Un résultat potentiellement important pourrait être une manifestation de solidarité internationale autour de la décision des États-Unis d’organiser un boycott diplomatique des Jeux olympiques d’hiver en février à Pékin, a-t-il ajouté.
« Même si au niveau national, peu de gens se soucient de ce sommet, au niveau international, cela pourrait montrer aux autres pays que les États-Unis sont de retour dans le jeu lorsqu’il s’agit de défendre la démocratie et les droits de l’homme. »
Pendant ce temps, la Chine a amassé beaucoup de munitions pour discréditer l’argument américain – et désamorcer le message probable du sommet de cette semaine avant même qu’il n’ait commencé.
« Les États-Unis prétendent que le soi-disant Sommet pour la démocratie vise à maintenir la démocratie. Ensuite, nous avons quelques questions pour les États-Unis », a déclaré le porte-parole du ministère chinois des Affaires étrangères Zhao Lijian lors de sa conférence de presse quotidienne mercredi.
Zhao a procédé à une longue liste de points noirs – de l’étendue du nombre de morts du COVID-19 aux États-Unis à son calcul tortueux avec les troubles raciaux et les inégalités aux opérations militaires inefficaces au Moyen-Orient – comme preuve d’un échec expérience.
« Les États-Unis, pays qui méprise la démocratie, sont-ils qualifiés pour tenir un sommet sur la démocratie ?
Pendant ce temps, les preuves continuent de s’accumuler, presque de jour en jour, que la véritable menace existentielle pour le système politique américain vient de l’intérieur de la maison.

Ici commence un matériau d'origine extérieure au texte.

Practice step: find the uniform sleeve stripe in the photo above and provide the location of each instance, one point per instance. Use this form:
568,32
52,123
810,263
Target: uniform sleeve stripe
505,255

Le 6 janvier « était une pratique », proclame le dernier numéro de The Atlantic dans un article de couverture détaillé qui allègue que des agents républicains, informés par l’expérience de 2020, élaborent un effort plus concerté et à toute épreuve pour court-circuiter une perte électorale en 2024.
« Il existe un danger clair et présent que la démocratie américaine ne résiste pas aux forces destructrices qui convergent maintenant vers elle », écrit l’auteur Barton Gellman dans un opus effrayant de 13 000 mots.
« Notre système bipartite n’a plus qu’un parti prêt à perdre une élection. L’autre est prêt à gagner au prix de casser des choses sans lesquelles une démocratie ne peut pas vivre. »
Les trois thèmes principaux du sommet comprennent le renforcement de la démocratie et la défense contre l’autoritarisme, la lutte contre la corruption et la promotion des droits de l’homme. Les sujets de discussion incluront le soutien à des médias libres et indépendants, l’utilisation de la technologie pour faire avancer la réforme démocratique et la protection d’élections libres et équitables.
« Ce sommet n’est pas un événement unique en soi », a déclaré Allison Lombardo, secrétaire adjointe adjointe du département d’État aux affaires internationales.
« Nous l’utilisons pour stimuler une année d’action où les gouvernements peuvent annoncer de nouvelles réformes et de nouveaux engagements et rentrer chez eux et y travailler au niveau national et international. »
Un événement de suivi est attendu en 2022, l’espoir étant que le sommet de l’année prochaine sera l’occasion d’évaluer les progrès réalisés au cours de l’année intermédiaire.
Ce rapport de La Presse Canadienne a été publié pour la première fois le 8 décembre 2021.